白内障手術の流れ

  • 手術前準備
    手術準備室に入る前に薬用石鹸を使って目のまわりやお顔を洗って頂きます。
    準備室では上着を脱いで、清潔なガウンを着用します。
    血圧を測定し、抗生物質の点滴を行います。
    心疾患のある患者様には心電図モニターやオキシメーターを付けて、術中の心肺機能を監視します。
    順番がきましたら、看護師が手術室にご案内します。
  • 点眼麻酔
    まず点眼薬で麻酔をしてから、目のまわりを消毒します。
    点眼麻酔の場合、痛みはなくなりますが、ものを見る視神経と眼球を動かす筋肉は麻痺しないので、手術中に目が動いてしまうことがあります。
    手術中は、赤星医師がお願いした場所をしっかりと凝視し、動かないようにしていて下さい。
    手術中は開瞼器という器具を使ってまぶたを広げますので、眼を閉じてしまう心配はありません。
  • 角膜切開

    切開の幅は1.8ミリで、ここから濁った水晶体を取り除き、眼内レンズを入れます。
    人間の身体は、どこを切ってもたいてい出血しますが、角膜は血管のない組織なので血が出ることはありません。

    ダイヤモンドメス

    1.8ミリの極小切開を可能にしたダイヤモンドメス。
    スイスで加工した厚さ0.1ミリの特別なダイヤモンドを使っています。
    金属製のメスに比べてきれいな切り口なので、傷口は縫わなくても自然にふさがります。

  • 前嚢(ぜんのう)切開

    角膜と水晶体の間の「前房(ぜんぼう)」という空間に、粘弾性(ねんだんせい)物質(ぶっしつ)という糊のような薬を注入します。
    この物質で前房の空間を保ち、角膜を透明に維持する角膜内皮(かくまくないひ)細胞(さいぼう)を保護します。

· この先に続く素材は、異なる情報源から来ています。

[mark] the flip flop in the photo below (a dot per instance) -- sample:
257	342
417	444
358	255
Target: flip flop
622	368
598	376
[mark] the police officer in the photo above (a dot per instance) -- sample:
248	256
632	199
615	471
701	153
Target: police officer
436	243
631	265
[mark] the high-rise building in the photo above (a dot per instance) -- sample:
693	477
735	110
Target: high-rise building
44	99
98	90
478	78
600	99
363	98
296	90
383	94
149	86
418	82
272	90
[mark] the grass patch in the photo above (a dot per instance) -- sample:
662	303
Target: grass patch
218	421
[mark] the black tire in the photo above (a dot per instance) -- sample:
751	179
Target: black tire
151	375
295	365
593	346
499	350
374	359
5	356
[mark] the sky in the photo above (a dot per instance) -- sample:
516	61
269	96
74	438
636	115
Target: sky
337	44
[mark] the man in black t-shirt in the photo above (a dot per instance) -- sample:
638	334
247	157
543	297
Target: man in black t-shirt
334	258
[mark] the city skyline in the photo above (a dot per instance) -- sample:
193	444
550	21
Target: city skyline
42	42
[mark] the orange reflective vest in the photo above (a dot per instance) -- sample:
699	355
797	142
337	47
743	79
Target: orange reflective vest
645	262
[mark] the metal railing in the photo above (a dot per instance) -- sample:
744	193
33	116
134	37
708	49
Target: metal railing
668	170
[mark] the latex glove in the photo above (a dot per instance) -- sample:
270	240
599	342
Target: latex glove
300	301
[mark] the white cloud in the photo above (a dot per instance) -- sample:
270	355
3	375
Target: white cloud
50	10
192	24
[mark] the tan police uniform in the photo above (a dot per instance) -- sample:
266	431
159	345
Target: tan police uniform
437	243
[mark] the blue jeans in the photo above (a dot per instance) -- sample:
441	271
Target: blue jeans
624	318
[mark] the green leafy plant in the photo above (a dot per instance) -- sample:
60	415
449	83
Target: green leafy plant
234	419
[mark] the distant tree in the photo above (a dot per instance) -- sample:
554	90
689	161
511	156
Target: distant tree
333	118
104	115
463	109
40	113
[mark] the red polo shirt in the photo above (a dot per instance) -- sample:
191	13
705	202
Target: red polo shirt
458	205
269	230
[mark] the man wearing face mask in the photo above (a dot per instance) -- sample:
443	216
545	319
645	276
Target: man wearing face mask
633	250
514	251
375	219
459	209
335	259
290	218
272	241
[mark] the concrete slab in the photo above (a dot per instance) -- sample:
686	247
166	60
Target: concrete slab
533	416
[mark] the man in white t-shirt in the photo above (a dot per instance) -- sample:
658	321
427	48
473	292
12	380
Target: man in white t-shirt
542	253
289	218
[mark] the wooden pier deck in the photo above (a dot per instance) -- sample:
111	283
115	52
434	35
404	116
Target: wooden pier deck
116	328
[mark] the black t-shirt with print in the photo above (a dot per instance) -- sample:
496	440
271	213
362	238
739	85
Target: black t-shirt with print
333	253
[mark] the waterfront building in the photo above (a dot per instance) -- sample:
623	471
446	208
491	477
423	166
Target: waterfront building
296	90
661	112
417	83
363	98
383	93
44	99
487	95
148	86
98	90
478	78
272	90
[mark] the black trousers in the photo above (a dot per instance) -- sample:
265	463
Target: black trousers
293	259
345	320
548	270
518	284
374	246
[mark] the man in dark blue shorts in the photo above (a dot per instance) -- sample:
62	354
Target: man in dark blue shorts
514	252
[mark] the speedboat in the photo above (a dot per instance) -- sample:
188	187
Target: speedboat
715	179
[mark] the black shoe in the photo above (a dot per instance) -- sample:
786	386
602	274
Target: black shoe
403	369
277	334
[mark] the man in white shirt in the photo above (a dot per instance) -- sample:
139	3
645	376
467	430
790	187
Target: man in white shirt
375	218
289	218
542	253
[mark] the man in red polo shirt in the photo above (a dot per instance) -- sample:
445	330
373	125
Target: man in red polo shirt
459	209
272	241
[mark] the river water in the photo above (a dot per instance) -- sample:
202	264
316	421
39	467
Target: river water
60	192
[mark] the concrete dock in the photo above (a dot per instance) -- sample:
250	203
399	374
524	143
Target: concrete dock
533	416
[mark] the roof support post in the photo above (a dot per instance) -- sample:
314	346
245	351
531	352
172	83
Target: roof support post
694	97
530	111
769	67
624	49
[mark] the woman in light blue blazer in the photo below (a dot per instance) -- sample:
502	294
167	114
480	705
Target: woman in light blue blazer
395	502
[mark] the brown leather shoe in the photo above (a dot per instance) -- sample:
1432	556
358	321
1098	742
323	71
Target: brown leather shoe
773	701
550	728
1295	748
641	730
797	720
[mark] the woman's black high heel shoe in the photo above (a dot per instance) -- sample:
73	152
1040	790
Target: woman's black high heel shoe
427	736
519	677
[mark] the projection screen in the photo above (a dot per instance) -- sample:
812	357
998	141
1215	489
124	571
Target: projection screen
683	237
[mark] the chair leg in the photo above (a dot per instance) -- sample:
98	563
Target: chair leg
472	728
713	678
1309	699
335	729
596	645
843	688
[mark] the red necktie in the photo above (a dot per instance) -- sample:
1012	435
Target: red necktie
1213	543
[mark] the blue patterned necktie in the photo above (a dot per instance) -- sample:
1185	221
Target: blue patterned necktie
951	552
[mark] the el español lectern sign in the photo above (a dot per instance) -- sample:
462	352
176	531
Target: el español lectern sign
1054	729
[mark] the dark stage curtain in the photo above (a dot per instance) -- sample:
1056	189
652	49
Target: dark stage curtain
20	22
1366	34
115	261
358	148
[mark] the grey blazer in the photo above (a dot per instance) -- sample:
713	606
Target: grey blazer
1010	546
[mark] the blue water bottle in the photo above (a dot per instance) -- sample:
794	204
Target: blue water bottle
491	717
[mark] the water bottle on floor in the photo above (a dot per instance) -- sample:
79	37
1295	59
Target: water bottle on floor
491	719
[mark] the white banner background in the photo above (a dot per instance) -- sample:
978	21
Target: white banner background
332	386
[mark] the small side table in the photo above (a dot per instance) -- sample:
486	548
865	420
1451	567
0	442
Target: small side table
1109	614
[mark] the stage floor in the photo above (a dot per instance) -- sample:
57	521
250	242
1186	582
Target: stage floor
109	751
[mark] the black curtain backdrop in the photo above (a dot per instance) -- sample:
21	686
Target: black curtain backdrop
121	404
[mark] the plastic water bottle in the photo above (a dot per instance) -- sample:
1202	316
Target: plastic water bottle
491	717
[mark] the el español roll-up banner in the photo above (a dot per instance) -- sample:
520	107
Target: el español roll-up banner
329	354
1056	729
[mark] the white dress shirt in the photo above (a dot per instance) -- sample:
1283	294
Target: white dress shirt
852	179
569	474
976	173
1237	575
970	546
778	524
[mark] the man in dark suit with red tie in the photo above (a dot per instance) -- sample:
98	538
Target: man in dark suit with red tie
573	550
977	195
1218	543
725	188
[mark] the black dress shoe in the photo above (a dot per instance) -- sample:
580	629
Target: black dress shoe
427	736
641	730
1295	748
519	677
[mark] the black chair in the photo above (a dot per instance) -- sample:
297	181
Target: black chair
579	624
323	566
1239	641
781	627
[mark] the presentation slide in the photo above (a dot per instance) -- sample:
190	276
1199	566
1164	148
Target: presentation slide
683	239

    次に、水晶体をつつんでいる膜(嚢(のう))の前側(前嚢(ぜんのう))に亀裂のない丸い穴を開けます。
    これを前嚢切開といいます。

  • プレチョップ

    赤星医師が独自に開発したプレチョッパーという器具を使い予め核を分割します

    プレチョッパーで水晶体の核を分割します。
    水晶体には繊維構築があるので、正しい方向に力を加えると核は簡単に割れます。

    プレチョッパー

    水晶体を簡単に分割できるプレチョッパー。
    核の硬さによって2種類を使い分けます。
    写真は柔らかい核用のプレチョッパーです。

    プレチョップ法では、超音波を使わずに、核を細かく分割することができます。

  • 超音波乳化吸引

    プレチョッパーで核を分割した後、超音波乳化吸引を行います。
    ここでは赤星医師が独自に開発した超音波チップと、眼内に灌流液を流し込むナノスリーブという管を使い、最小限の超音波エネルギーで水晶体の核を乳化吸引します。
    通常の白内障での超音波時間は数秒程度です。
    白内障の合併症で最も頻度が高かったのは、水晶体をつつんでいる嚢(のう)の後ろの部分、後嚢(こうのう)を超音波乳化吸引のときに破ってしまう「後嚢(こうのう)破損(はそん)」でした。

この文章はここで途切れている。